From: Ethan Furman on
Steven D'Aprano wrote:
> On Thu, 13 May 2010 06:24:04 -0700, Ed Keith wrote:
>
>> --- On Thu, 5/13/10, Lawrence D'Oliveiro
>> <ldo(a)geek-central.gen.new_zealand> wrote:
>>> What have you got against LGPL for this purpose? --
>>>
>> Most of my clients would not know how to relink a program if their life
>> depended on it. And I do not want to put then in DLL hell. So I avoid
>> the LGPL.
>
>
> Are you implying that by distributing your libraries under the MIT or
> Apache licence, no linking is required? That's a cool trick, can you
> explain how it works please?

I believe he is implying that with MIT or Apache, he is able to do all
the compiling/linking/generating himself, thus saving his customers the
effort.

You're a smart man, Steven, surely you could have figured that out? ;)

~Ethan~
From: Ethan Furman on
Brendan Abel wrote:
> While I think most of the disagreement in this long thread results
> from different beliefs in what "freedom" means, I wanted to add, that
> most of the responses that argue that the MIT license permits the user
> more freedom than the GPL, suffer from the broken window fallacy.
> This fallacy results from the short-sided-ness of the user base, as it
> is only considering the first generation of derivative works.
>
> I agree, that under an MIT license, the first generation of derivative
> works have more freedom. But any extra freedom gained here comes at
> the direct expense of all future generations of derivative software.

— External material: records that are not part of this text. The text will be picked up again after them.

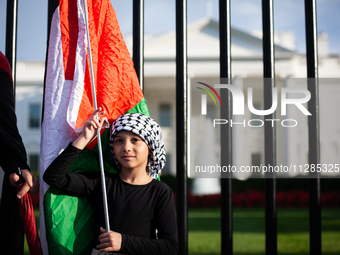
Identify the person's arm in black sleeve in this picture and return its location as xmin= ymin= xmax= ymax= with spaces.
xmin=119 ymin=188 xmax=178 ymax=255
xmin=0 ymin=52 xmax=39 ymax=199
xmin=0 ymin=62 xmax=30 ymax=176
xmin=43 ymin=144 xmax=100 ymax=195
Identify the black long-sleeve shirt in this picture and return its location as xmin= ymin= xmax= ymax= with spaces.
xmin=44 ymin=144 xmax=178 ymax=255
xmin=0 ymin=52 xmax=29 ymax=254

You are assuming that _all_ future generations become propriety, then?
How pessimistic.


> Under a GPL license, it is true that the first generation will have
> less freedom to distribute their software as they would like. But it
> also ensures that all subsequent generations of derivative works have
> the freedom to access all previous derivative works.

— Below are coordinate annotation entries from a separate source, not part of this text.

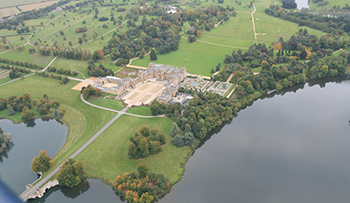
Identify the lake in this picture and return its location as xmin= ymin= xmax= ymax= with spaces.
xmin=295 ymin=0 xmax=310 ymax=10
xmin=26 ymin=79 xmax=350 ymax=203
xmin=0 ymin=119 xmax=68 ymax=195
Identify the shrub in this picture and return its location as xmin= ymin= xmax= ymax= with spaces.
xmin=117 ymin=8 xmax=126 ymax=12
xmin=75 ymin=27 xmax=87 ymax=33
xmin=98 ymin=17 xmax=108 ymax=21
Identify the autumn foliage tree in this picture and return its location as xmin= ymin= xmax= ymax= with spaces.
xmin=112 ymin=163 xmax=171 ymax=203
xmin=128 ymin=125 xmax=166 ymax=159
xmin=92 ymin=49 xmax=105 ymax=61
xmin=57 ymin=159 xmax=85 ymax=187
xmin=30 ymin=150 xmax=52 ymax=173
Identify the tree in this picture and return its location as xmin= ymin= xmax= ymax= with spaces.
xmin=170 ymin=123 xmax=180 ymax=137
xmin=137 ymin=163 xmax=150 ymax=178
xmin=30 ymin=150 xmax=52 ymax=173
xmin=150 ymin=49 xmax=158 ymax=61
xmin=7 ymin=105 xmax=16 ymax=116
xmin=140 ymin=125 xmax=150 ymax=137
xmin=299 ymin=50 xmax=307 ymax=60
xmin=57 ymin=159 xmax=85 ymax=187
xmin=92 ymin=49 xmax=105 ymax=61
xmin=22 ymin=107 xmax=34 ymax=121
xmin=196 ymin=30 xmax=202 ymax=37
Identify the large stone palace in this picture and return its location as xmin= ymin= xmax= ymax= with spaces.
xmin=93 ymin=63 xmax=187 ymax=103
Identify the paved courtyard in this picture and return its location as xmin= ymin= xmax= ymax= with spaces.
xmin=122 ymin=82 xmax=164 ymax=107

Just because you have the code for the _current_ version of something,
doesn't mean you have the code for that something three versions ago...
after all, it may have been modified.


~Ethan~
From: Ethan Furman on
Steven D'Aprano wrote:
> On Thu, 13 May 2010 19:10:09 -0700, Patrick Maupin wrote:
>>The only time
>>that comes into play in my programming life is *when I have to recode*
>>something that is nominally available under the GPL,
>
> You've never had to recode something because it was nominally available
> under a proprietary licence that you (or your client) was unwilling to
> use? Lucky you!

Steven, did you actually read what he wrote? If you did, why would you
say something so stupid?

~Ethan~
From: Duncan Booth on
Ed Keith <e_d_k(a)yahoo.com> wrote:

> I can not imagine anyone being stupid enough to pay me for rights to
> use code I had already published under the Boost License, which grants
> then the rights to do anything they want with it without paying me
> anything.
> -EdK
>
Really?

The Boost License says, amongst other things:

> THE SOFTWARE IS PROVIDED "AS IS", WITHOUT WARRANTY OF ANY KIND,
> EXPRESS OR IMPLIED, INCLUDING BUT NOT LIMITED TO THE WARRANTIES OF
> MERCHANTABILITY, FITNESS FOR A PARTICULAR PURPOSE, TITLE AND
> NON-INFRINGEMENT.

Are you sure you can't imagine anyone offering to pay you for an
alternative license that came with some kind of warranty or support?

From: Aahz on
In article <mailman.201.1273900677.32709.python-list(a)python.org>,
Stefan Behnel <stefan_ml(a)behnel.de> wrote:
>aahz(a)pythoncraft.com (Aahz) writes:
>>
>> Which license you use depends partly on your political philosophy.
>
>Did they close down debian-legal, or why is this thread growing so long?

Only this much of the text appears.